けれども、そのまま使うとまたレビューで「内面が浅い」「文体が単調」と言われるかもしれない。
「仕上げは自分の手でやらないとね。」
そう言って総一は、新しい文面に自分なりの表現を加えていく。
キャラクターの動機をもう一段掘り下げ、過去の伏線をちらりと回想させ、緊張感を高める。
「これはなかなかいいかもしれない。」
やがて徹夜の末、最終稿がほぼ完成した頃、スマホに有馬真理恵からの着信が入る。
「総一さん、どうですか。
ついに仕上がりそうな予感?」
カフェでアルバイトを終えたらしい彼女の声はいつもどおり元気だ。
「もう少し。
でもやっと新人文学賞に出せるものになりそうだよ。
o1 proとo1を使い分けたおかげで、プロットと本文に矛盾が減ったのは大きいかも。」
「あ、大神さんが言ってましたよ。
最後のチェックは“編集者モード”にしつつ、絶対に自分の感覚を信じろって。
あの人らしいけど、私も同感です。
総一さんの味があれば、きっと大丈夫ですよ。」
「ありがとう、有馬さん。
じゃあ、最後にもう一回レビュー通してみるか。
AIがまた“文体がライトすぎる”とか“もっと深みを”とか矛盾を言うかもしれないけど、そこは自分で折り合いつけるよ。」
通話を切った総一は、画面に表示された最終稿をまるごとコピーし、ChatGPT o1の“編集者モード”へ貼り付ける。
すると、予想どおり辛口の指摘が並ぶ。
「クライマックスのセリフが平凡」「敵キャラの目的が伝わりにくい」など、どれも一理はある。
「わかったよ……でも全部には合わせないからな。」
苦笑いしつつも、いくつかは修正を加える。
例えばクライマックスのセリフを少し工夫し、敵キャラが抱える過去の因縁をさりげなく回想で補足。
再度文章を読み返すと、主人公の動機とクライマックスの熱さが少し増したように感じる。
何度も書き直した伏線も、無理なく回収できる手応えがあった。
「これならいける。
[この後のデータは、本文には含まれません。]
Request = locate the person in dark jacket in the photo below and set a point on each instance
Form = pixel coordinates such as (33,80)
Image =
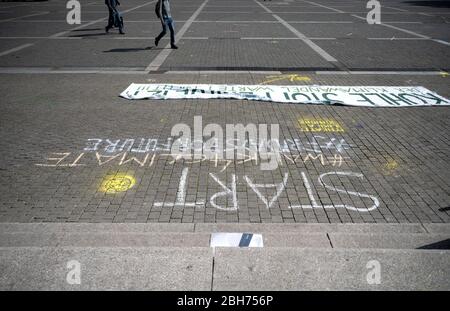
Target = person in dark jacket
(115,18)
(162,10)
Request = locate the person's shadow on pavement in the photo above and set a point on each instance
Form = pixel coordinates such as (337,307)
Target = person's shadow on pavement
(128,50)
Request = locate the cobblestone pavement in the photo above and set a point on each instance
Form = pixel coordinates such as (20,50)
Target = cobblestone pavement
(71,150)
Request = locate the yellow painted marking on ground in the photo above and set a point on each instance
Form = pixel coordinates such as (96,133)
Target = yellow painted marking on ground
(290,77)
(320,125)
(117,183)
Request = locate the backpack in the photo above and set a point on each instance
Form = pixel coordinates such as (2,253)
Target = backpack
(118,20)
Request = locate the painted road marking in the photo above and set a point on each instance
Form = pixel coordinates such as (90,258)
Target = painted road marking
(21,47)
(300,35)
(162,56)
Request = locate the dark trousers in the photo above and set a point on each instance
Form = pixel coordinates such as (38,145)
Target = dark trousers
(168,22)
(113,15)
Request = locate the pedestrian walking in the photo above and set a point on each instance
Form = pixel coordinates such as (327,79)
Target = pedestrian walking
(162,10)
(115,19)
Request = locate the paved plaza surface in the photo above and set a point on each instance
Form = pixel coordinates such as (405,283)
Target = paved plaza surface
(72,150)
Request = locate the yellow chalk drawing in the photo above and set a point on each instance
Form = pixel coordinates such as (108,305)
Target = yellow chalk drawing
(291,77)
(117,183)
(320,125)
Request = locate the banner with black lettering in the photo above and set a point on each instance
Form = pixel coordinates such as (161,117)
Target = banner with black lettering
(362,96)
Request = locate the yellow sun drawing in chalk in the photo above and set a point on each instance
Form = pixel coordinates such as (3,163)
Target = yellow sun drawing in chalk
(320,125)
(117,183)
(391,167)
(291,77)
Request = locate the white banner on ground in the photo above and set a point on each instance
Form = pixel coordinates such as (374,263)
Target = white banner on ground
(363,96)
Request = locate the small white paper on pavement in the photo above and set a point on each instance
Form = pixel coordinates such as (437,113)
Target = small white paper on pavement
(222,239)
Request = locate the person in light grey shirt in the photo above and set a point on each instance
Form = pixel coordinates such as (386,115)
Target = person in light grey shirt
(162,10)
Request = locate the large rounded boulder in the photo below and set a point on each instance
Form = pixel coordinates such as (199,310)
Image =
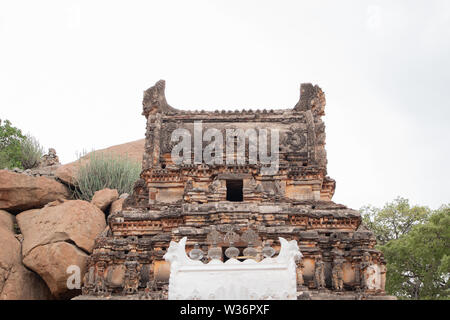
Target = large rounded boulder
(59,236)
(19,192)
(16,281)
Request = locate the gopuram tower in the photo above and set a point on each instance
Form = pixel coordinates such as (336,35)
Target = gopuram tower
(224,173)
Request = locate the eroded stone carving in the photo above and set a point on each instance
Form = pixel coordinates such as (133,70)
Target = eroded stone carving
(171,201)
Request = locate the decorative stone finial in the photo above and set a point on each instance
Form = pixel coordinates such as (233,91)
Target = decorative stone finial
(154,100)
(311,97)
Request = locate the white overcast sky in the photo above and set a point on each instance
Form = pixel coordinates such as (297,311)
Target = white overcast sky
(72,74)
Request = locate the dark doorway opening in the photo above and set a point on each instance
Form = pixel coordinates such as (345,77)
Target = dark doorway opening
(234,190)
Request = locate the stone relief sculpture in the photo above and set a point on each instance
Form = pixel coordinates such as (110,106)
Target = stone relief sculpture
(171,201)
(319,273)
(337,275)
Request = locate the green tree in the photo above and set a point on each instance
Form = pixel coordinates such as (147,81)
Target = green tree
(395,219)
(10,145)
(31,152)
(418,262)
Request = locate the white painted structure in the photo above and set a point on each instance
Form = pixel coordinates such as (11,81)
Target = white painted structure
(271,278)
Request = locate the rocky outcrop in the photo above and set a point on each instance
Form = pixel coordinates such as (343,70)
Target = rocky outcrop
(75,221)
(116,206)
(6,220)
(102,199)
(20,192)
(57,236)
(16,281)
(49,159)
(51,262)
(133,150)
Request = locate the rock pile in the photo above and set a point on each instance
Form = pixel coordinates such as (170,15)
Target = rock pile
(49,159)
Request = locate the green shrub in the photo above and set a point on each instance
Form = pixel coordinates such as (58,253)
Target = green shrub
(106,171)
(31,152)
(10,145)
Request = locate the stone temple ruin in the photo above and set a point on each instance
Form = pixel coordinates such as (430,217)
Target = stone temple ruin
(196,200)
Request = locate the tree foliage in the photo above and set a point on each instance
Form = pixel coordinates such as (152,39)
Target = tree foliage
(31,152)
(416,244)
(395,219)
(18,150)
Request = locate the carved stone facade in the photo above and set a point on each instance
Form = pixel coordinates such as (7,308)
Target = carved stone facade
(171,201)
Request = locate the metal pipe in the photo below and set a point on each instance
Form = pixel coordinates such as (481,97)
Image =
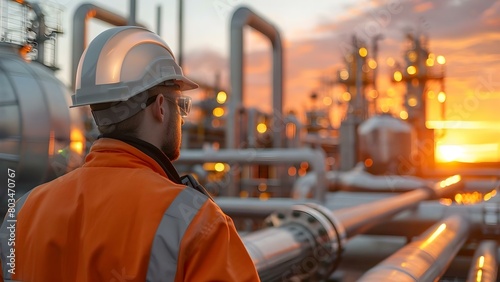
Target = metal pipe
(359,181)
(254,207)
(316,159)
(317,258)
(181,32)
(241,17)
(427,257)
(158,20)
(82,14)
(132,16)
(354,219)
(484,263)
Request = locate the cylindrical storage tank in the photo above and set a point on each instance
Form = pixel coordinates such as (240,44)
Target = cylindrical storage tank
(387,145)
(40,137)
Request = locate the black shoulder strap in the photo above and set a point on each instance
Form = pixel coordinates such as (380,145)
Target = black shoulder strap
(157,155)
(150,150)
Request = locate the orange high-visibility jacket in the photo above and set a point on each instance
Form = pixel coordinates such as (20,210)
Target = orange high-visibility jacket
(119,218)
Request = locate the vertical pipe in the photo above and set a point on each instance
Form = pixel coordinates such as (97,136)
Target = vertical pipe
(181,31)
(242,17)
(133,11)
(484,263)
(158,20)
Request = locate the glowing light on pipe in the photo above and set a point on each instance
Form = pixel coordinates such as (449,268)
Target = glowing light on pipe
(363,52)
(434,235)
(450,181)
(441,60)
(221,97)
(398,76)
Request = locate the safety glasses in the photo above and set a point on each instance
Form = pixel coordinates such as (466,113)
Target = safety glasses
(183,102)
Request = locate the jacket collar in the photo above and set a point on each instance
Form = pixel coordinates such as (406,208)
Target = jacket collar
(161,161)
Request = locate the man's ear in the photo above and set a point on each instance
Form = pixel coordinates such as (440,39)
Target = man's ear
(159,111)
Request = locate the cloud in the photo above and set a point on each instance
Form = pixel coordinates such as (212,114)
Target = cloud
(466,32)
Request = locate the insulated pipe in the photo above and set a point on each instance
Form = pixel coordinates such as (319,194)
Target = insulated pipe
(359,181)
(241,17)
(354,218)
(315,158)
(82,14)
(305,243)
(254,207)
(427,257)
(484,263)
(132,14)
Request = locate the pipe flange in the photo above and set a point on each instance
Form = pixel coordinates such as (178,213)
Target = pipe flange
(328,239)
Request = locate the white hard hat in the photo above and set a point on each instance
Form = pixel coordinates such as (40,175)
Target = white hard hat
(122,62)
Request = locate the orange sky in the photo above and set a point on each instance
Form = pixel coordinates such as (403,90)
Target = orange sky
(466,32)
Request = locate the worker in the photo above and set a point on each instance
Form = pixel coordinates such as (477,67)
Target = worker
(125,215)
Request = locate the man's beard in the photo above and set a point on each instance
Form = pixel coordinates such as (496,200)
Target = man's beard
(172,142)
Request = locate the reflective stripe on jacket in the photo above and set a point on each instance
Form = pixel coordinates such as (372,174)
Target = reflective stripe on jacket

」
明け方が近づくと、外は薄い青い光に包まれ始める。
総一は作品のファイルをまとめ、新人文学賞の応募フォームへアクセスする。
締切時間を思い出し、少し焦りながらも最終チェックを行い、提出ボタンを押す。
その瞬間、ほっとした表情が顔に浮かんだ。
これまでChatGPT o1 proとo1の両方で作り上げた物語だが、最後に判断したのは自分自身。
「これでようやく応募できた。
AIに助けられた部分は大きいけど、やっぱり人間だからこそ書けるものがある……か。」
そう口にして、彼は椅子を大きく軋ませながら伸びをする。
試行錯誤の連続だったが、今は達成感が体にじんわり広がっている。
そしていつものように、メガネの奥で光る目を細めた。
朝の日差しがカーテンの隙間から差し込み、部屋の埃が少し舞い上がる。
パソコンの画面には“送信完了”の文字。
ラノベ風で書きながらも、深みを求めて模索した作品は、果たしてどんな評価を得るのだろうか。
佐久間や有馬、そして大神たちに支えられながら投じた一稿。
総一は机に散らばるメモ用紙をそっと重ね合わせ、胸ポケットのペンをしまう。
コーヒーの残り香だけが立ち込める部屋に、ほんの少しだけ晴れやかな空気が広がっていた。